Jason Hall: February 2010

A customer recently came across a problem in which a third-party system was causing long block chains on one of his servers. The best solution he could come up with was really just to kill the blocking SPID when this happens. Knowing that SQL Sentry monitors for blocks and tracks their duration, he asked if there was a way to automate killing the blocking SPID after a specified duration.

This is not something that is built into SQL Sentry as standard functionality, but with some creative thought we were able to come up with a solution using existing SQL Sentry functionality combined with some out-of-band use of one of the remote procedures SQL Sentry employs on a monitored server.

First and foremost we need a way to ID the blocking SPIDs at the head of any block chains. We also need a way to target only the long running blocks, not all of them.

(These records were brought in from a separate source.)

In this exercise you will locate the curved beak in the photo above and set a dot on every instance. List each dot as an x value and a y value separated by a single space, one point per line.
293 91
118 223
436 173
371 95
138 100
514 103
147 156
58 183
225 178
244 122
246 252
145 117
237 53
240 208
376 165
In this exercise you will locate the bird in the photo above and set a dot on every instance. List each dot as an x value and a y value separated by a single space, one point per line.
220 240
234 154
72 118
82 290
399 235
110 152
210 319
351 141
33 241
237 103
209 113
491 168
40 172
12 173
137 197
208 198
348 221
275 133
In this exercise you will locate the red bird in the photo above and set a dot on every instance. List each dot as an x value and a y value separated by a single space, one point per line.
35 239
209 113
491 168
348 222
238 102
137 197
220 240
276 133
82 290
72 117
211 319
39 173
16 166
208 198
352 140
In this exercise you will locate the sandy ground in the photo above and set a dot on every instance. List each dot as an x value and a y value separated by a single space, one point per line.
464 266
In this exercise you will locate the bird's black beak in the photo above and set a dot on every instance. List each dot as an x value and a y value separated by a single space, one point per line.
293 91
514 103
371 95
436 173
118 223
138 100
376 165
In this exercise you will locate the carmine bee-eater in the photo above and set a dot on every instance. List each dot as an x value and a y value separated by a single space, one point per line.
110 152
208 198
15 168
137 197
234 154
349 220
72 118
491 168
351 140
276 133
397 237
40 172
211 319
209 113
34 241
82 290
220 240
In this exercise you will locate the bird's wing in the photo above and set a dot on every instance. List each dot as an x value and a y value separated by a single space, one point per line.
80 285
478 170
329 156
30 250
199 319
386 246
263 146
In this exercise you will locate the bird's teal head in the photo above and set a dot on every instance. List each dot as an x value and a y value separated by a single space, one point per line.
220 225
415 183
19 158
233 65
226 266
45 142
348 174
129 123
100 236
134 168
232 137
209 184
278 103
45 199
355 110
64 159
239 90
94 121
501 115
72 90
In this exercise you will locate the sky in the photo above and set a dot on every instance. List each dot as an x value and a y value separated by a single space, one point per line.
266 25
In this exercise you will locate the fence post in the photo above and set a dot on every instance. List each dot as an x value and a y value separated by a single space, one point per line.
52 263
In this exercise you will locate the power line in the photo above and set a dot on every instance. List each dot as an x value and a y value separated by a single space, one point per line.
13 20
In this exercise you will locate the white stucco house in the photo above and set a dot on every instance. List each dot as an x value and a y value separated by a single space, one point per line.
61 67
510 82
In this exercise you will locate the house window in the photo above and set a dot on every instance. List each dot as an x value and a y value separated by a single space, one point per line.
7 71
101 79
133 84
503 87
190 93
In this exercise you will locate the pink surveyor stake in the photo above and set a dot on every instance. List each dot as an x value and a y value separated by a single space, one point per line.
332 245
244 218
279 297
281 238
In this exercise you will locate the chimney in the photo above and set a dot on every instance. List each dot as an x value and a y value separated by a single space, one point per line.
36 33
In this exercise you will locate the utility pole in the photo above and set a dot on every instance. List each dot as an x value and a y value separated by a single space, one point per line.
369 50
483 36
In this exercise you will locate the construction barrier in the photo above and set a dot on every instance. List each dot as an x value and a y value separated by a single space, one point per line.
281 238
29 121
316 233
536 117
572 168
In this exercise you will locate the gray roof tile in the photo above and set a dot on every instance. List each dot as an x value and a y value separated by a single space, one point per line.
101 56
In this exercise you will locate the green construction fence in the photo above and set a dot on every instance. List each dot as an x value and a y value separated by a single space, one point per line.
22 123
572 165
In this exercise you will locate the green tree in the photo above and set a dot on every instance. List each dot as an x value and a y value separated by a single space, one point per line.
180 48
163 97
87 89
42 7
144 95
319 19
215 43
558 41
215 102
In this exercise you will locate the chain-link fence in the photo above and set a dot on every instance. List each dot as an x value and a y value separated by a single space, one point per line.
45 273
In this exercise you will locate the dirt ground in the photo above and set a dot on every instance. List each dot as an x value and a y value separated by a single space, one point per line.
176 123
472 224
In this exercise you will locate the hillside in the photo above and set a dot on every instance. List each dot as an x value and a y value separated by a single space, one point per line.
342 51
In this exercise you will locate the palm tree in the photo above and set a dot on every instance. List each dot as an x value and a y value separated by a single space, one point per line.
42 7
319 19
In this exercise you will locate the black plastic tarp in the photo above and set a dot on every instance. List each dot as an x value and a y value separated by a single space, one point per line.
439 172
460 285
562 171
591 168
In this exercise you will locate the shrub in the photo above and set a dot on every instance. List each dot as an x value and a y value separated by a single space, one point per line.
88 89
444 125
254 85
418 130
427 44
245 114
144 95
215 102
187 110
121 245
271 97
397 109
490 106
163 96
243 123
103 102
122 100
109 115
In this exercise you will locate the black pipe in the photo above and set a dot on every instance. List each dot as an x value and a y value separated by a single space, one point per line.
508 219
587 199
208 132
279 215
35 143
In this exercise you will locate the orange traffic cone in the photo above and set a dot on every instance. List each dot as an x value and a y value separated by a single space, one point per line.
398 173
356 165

On every SQL Sentry Performance Advisor monitored server, a few utility objects are created in the MSDB database. These are used to reduce network chatter between the SQL Sentry server and monitored SQL Servers. One of these objects is called “spGetBlockInfo_20” (the _20 is just a versioning mechanism, please don’t get stuck on it). This is a stored procedure that can provide us with information about blocked and blocking processes and includes useful information like the wait time, database name, time of last batch, login name and plenty of other things that I’ll skip for brevity. It is the same mechanism that provides raw block information to the '”Blocking SQL” tab in SQL Sentry Performance Advisor.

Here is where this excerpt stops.